Captain General of the Navy Pedro Fitz-James Stuart (6 November 1720 – 1789/23 July 1791) was a Spanish Navy officer.

==Life==

He was the second son of James Fitz-James Stuart, 2nd Duke of Berwick, and Catalina Colón de Portugal, Duchess of Veragua. He was therefore a descendant of both James II of England and Christopher Columbus. At the age of 16, he chose for a career in the Spanish Navy. He saw action in the Mediterranean against Barbary corsairs and in the Battle of Cartagena de Indias against the British. On 24 January 1745, he was promoted to captain and received command of the frigate Aurora, with which he patrolled in the Mediterranean.

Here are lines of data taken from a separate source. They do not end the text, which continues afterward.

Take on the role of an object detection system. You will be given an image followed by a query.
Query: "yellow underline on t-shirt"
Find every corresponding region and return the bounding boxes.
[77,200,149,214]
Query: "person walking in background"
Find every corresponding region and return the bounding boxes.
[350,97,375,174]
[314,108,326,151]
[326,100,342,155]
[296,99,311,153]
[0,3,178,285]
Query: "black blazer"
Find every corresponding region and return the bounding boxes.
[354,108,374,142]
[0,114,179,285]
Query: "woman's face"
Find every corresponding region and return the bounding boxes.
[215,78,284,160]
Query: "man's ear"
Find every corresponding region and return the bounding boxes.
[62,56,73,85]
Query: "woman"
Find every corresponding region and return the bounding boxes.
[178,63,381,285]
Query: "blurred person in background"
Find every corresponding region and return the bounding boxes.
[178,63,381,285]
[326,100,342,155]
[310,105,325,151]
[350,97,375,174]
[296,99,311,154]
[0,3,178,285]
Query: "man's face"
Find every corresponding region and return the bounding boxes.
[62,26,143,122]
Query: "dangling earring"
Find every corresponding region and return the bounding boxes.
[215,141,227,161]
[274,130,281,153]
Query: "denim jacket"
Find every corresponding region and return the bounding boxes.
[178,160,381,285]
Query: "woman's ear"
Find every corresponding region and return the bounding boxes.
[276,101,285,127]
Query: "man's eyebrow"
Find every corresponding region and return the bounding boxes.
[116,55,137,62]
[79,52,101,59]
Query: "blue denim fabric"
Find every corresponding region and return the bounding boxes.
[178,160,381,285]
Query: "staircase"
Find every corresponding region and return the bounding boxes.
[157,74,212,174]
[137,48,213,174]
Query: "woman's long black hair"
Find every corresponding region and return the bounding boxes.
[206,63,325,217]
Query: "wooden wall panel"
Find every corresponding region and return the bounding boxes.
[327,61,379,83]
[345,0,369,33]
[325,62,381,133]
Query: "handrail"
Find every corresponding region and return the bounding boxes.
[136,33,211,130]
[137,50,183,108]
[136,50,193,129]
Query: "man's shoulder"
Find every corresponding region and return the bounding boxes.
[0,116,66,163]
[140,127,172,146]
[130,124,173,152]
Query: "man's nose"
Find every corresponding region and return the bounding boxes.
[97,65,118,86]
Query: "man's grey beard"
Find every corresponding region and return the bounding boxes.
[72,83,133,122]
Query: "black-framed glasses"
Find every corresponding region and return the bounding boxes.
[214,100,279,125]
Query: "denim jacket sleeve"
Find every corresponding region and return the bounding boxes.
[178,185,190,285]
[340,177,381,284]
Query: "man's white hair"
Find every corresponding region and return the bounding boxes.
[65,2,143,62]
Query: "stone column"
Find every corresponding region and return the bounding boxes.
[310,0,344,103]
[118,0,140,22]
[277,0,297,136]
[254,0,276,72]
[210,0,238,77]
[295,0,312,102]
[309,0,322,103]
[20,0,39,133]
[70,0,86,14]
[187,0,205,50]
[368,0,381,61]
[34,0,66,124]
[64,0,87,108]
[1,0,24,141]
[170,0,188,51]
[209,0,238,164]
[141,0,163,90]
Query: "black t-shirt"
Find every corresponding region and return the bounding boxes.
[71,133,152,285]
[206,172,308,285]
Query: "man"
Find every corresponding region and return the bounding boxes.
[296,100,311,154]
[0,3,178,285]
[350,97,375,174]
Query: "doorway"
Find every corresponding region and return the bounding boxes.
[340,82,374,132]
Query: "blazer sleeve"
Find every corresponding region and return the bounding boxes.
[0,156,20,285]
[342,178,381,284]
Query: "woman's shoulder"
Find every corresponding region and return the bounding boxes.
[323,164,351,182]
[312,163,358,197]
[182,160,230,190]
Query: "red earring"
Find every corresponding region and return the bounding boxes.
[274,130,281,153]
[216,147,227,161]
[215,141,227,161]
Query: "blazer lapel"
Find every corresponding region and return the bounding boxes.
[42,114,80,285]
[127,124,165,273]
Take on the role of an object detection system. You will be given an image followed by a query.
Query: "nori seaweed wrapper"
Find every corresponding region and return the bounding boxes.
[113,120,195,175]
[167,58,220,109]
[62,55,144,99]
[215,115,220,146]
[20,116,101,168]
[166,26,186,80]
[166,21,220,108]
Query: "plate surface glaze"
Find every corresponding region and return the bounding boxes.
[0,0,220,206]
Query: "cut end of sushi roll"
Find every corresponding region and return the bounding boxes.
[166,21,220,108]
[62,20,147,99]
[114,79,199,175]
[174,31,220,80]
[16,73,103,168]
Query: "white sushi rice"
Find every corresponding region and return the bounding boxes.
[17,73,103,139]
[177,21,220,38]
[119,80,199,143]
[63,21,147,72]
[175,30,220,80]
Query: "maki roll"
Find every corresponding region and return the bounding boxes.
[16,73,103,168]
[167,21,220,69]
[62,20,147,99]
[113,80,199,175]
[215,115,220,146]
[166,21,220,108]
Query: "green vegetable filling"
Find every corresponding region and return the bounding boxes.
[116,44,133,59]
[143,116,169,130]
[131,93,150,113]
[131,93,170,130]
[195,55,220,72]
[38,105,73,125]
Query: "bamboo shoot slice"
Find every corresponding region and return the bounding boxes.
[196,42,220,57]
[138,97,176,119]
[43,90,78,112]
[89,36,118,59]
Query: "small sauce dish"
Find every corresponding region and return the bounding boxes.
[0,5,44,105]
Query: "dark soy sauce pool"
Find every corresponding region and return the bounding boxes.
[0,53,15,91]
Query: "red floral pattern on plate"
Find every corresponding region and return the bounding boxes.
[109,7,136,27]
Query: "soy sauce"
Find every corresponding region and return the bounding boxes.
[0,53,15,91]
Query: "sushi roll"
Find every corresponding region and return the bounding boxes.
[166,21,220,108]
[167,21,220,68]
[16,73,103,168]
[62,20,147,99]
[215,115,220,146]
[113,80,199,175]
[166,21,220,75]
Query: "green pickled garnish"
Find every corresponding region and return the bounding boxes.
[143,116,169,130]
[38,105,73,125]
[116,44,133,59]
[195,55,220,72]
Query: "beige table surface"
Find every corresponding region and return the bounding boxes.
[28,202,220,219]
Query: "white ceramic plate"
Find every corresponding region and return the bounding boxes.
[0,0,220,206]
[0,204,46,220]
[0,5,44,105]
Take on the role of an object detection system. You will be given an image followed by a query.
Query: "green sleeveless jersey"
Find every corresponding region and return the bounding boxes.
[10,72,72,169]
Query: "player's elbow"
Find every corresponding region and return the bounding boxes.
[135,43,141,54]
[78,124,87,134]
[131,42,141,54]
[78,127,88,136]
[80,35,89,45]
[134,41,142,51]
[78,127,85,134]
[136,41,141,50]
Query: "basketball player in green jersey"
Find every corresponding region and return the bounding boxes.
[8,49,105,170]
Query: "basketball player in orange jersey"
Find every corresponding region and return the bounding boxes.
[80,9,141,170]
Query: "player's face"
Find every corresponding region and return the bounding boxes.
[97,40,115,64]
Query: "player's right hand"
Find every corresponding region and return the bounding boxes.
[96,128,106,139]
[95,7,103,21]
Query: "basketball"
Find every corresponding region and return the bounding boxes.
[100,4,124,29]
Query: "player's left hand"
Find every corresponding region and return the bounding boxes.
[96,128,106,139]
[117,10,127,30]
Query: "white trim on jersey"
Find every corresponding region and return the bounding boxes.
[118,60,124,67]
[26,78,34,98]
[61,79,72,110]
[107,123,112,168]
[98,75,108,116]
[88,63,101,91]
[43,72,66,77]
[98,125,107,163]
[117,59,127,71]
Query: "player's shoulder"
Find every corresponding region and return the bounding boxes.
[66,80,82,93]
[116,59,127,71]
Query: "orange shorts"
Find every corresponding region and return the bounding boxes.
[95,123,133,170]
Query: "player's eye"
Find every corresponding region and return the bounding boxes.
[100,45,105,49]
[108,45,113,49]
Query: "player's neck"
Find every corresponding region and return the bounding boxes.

In 1749, he married María Benita de Rozas y Drummond (1719-1790), the daughter of José de Rozas, Captain General of Guatemala and widow of former Spanish Prime Minister José del Campillo; they had no children. In 1751, he was in command of two ships of the line and captured the Algerian corsair Danzik during the action of 28 November 1751. The Spanish ships returned to port with 320 prisoners-of-war, 50 rescued Christian slaves and a considerable booty. Fitz-James Stuart receiving applause and recognition from the Spanish Navy and was promoted to squadron commander.

Leading a squadron of three ships and two frigates, he was active in the North Sea and subsequently in the Mediterranean. He was promoted to Lieutenant General in 1757. After the death of Ferdinand VI of Spain, his squadron was part of the fleet that transported Charles III of Spain and the Spanish royal family from Naples to Barcelona. Once this commission was completed, he ended his active career in the Spanish navy and was appointed Caballerizo Mayor del Rey, and stayed at Court. In 1771 he was granted the Grand Cross in the Order of Charles III, and in 1789 he was elevated to the supreme dignity of captain general of the Navy, but died shortly after.